Hence one reason we're not at the forefront of releases for WPF controls is that we won't compromise on performance and features just to be first. We also wanted to be quite sure that we designed our grid for the WPF environment and that means giving designers the ability to style the look of the grid, whether though tweaking XAML or using a designer. Writing anything in WPF is a delicate balance between writing traditional imperative code in C# or VB or C++ and writing declarative code in XAML. The end result was that we decided to write our own container element for the grid and not reuse something that's manifestly not up to the job. Er, yes, that would be extra work, but well worth it we believe, even though it takes longer to get the control out.

So, where do we stand? Well, if you just wanted a WPF grid to display data, we could just about release tomorrow, albeit without documentation and a designer for VS2008 and a bunch of other things. Of course no one really wants just that, they also need the ability to edit the data in the grid. We've already shown that we can style individual cells (see the "check box cells" in the image), and an editor is "merely" just another style applied to a cell. If only it were that easy, but there are a lot of issues still to take care of. Nevertheless, progress on the remaining work (designers, editing, demos, documentation, etc) for the WPF grid is looking good.

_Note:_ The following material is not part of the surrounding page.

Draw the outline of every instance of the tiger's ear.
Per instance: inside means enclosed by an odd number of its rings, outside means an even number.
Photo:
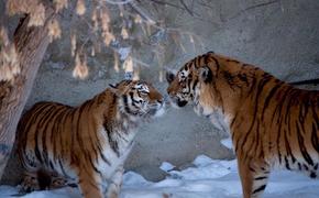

We are also looking forward to getting our hands on the RTM of Visual Studio 2008 so that we can discover, along with everyone else on the planet, exactly what the WPF designers and interfaces (aka Cider) are like and how easy they are to use. I know there's already a designer application out there, but please don't ask me about Microsoft Blend, I tend to froth a bit at the mouth.

All in all, the WPF grid won't be released this year. Early next is our current in-house prediction. As usual though we do not give out actual release dates so you'll have to be satisfied with that deliberately hedged and ambiguous timetable. I dare say we'll be looking for some beta test sites before release, so if you are a DXperience Enterprise customer and are looking at WPF, drop me a line.

A word of caution though. It's going to take time for us to create the other controls we have for WinForms on the WPF platform, at least those that make sense. Do not expect us to magically declare a whole slew of WPF controls over the next six months (say). It isn't going to happen. Indeed, we're very much of the opinion that WinForms is not going to suddenly disappear overnight in favor of WPF. It's going to take time for the community as a whole to understand what can be done with WPF, what even makes sense to be done with WPF, how VS2008 is going to shake out, how Blend is going to progress, and so on. Be at the bleeding edge if you want, but we have to balance progress in this direction with all the other directions we're actively pushing forward in.